The uniformed woman nodded her head. “I am Admiral Hayes of the United America Alliance; this is Admiral Bao of the China-Asian Congress and Commodore Sir Edward Morton of the Three Worlds Empire,” she paused. “And this is Director James Sinclair of the Interstellar Commerce Commission.”
Adama smiled politely and nodded his head at each of them in turn—and just as Ripley had said they would, they had brought the ICC with them, he thought.
“Please, be seated,” Adama said and everyone sat. “Are these gentlemen and ladies representatives of your government?”
“No,” spoke one of the civilians. “We represent a number of corporate interests here in Beowulf—all major players in interstellar markets.”
“Such as Weyland-Yutani,” Adama growled. “We have already met an executive of that corporation.”
Several of the executives bristled, but one smiled broadly. “Yes . . . where is Carter Burke? He should be here for this meeting to . . . assist us in processing this event.”
“He is sleeping off an alcohol-fueled bender,” Adama answered in a sour voice. “We are quite . . . displeased with Mister Burke.”
“Oh?” asked the same executive—his face now set and emotionless.
“Yes. Are we not going to wait on diplomatic officers from your governments?” Adama asked.
The same executive just smiled. “Why don’t we get started—these officers will confirm that any arrangements made here today will be binding on the national governments.”
“I see,” Adama answered. “We had not planned to begin negotiations today—I was going to take you on a tour of my ships and give you a short briefing on the Cylon threat. Mister President—if the government is prepared to proceed, we can adjust our schedule.”
Lee waved one hand. “Certainly, Admiral,” and he leaned forward with a smile on his face. “We are seeking a home—a place where we may rebuild our civilization.
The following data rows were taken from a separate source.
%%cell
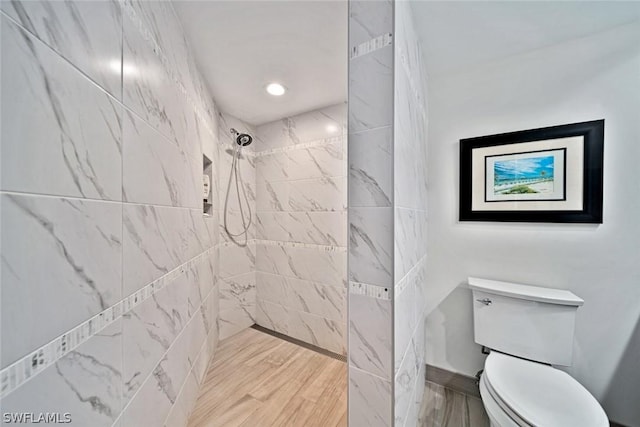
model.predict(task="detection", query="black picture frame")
[459,120,604,224]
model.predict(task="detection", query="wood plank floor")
[418,382,489,427]
[188,329,347,427]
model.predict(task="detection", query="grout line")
[0,190,201,211]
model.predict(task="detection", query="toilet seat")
[482,351,609,427]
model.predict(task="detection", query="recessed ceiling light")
[327,123,338,133]
[267,83,286,96]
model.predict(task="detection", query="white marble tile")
[123,13,200,157]
[349,127,392,207]
[287,142,344,180]
[256,299,292,335]
[394,208,427,280]
[288,177,347,212]
[404,386,424,427]
[393,278,416,372]
[349,0,394,48]
[0,0,122,99]
[218,243,256,279]
[349,208,393,286]
[122,204,198,295]
[189,208,215,259]
[394,343,418,426]
[218,272,256,339]
[0,194,122,367]
[2,320,122,427]
[288,104,347,144]
[122,360,175,426]
[287,211,347,247]
[256,211,292,242]
[164,373,198,427]
[183,259,214,318]
[219,272,256,317]
[349,295,393,380]
[287,310,347,354]
[123,275,188,403]
[286,278,347,322]
[349,46,393,134]
[348,366,393,427]
[122,110,202,209]
[256,245,346,286]
[256,271,289,304]
[394,123,427,210]
[256,181,291,212]
[184,313,208,378]
[256,152,291,181]
[255,118,293,152]
[149,329,191,414]
[192,334,209,388]
[414,258,427,320]
[0,17,122,200]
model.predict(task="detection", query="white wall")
[427,23,640,426]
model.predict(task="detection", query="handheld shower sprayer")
[230,128,253,147]
[224,128,253,246]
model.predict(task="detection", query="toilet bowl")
[469,277,609,427]
[480,351,609,427]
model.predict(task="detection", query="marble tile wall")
[214,113,257,339]
[0,0,220,427]
[349,1,427,426]
[254,104,347,354]
[348,1,394,427]
[393,1,427,427]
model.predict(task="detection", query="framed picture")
[460,120,604,224]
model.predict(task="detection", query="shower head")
[230,128,253,147]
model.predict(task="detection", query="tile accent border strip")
[349,33,393,59]
[349,282,391,301]
[218,239,347,252]
[253,134,346,157]
[0,246,217,399]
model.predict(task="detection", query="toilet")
[468,277,609,427]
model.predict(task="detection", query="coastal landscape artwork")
[485,150,565,201]
[458,120,604,224]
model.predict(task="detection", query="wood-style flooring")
[418,382,489,427]
[188,329,347,427]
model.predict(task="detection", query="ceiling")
[412,1,640,76]
[174,0,348,125]
[174,0,640,125]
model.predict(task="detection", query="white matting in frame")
[471,135,584,211]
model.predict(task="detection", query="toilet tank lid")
[468,277,584,307]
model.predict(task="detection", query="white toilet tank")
[469,277,584,366]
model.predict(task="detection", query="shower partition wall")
[254,104,347,355]
[348,1,427,427]
[213,114,256,339]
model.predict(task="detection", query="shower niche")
[202,154,213,216]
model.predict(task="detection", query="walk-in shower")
[224,128,253,246]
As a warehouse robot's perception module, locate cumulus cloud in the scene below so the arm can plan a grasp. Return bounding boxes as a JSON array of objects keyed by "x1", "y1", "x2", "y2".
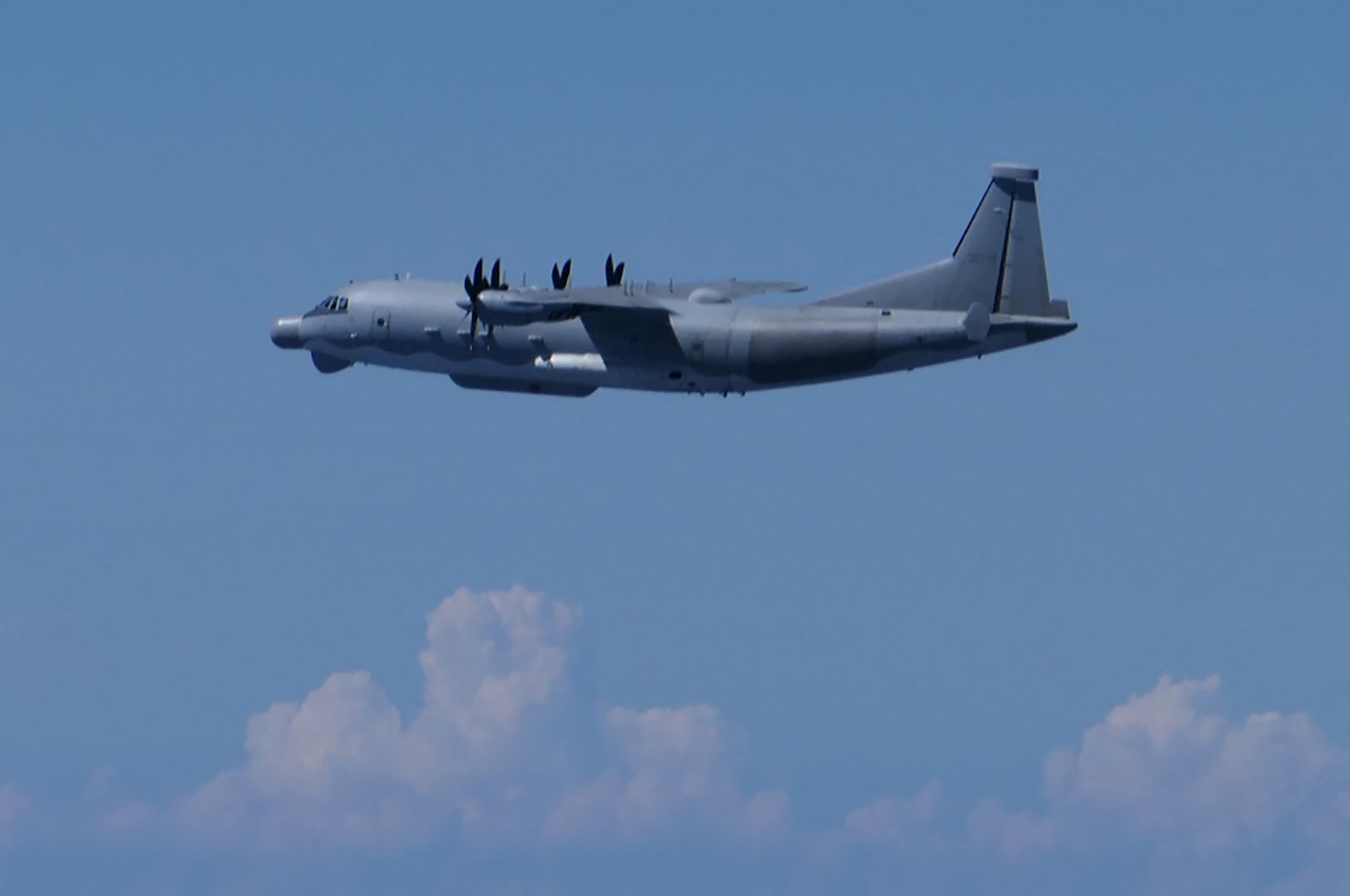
[
  {"x1": 36, "y1": 587, "x2": 1350, "y2": 896},
  {"x1": 970, "y1": 676, "x2": 1350, "y2": 856},
  {"x1": 174, "y1": 587, "x2": 788, "y2": 850}
]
We had hoped to avoid leading the Cylons to you, but we have been unable to slow their relentless pursuit. Before we discuss that, however, I would like to file, formally and on the record, a complaint about your Carter J. Burke.”
“A complaint, Mister President?” the Weyland-Yutani rep said with a slight smile. “I am certain that . . . given the difference in language and culture, any misstep by Mister Burke was unintentional.”
“One would hope so,” Lee answered. “But I am afraid that is not the case here. Mister Burke has been trying to divide this Fleet in the hopes of gaining exclusive access to our technology—we will not permit such an action.”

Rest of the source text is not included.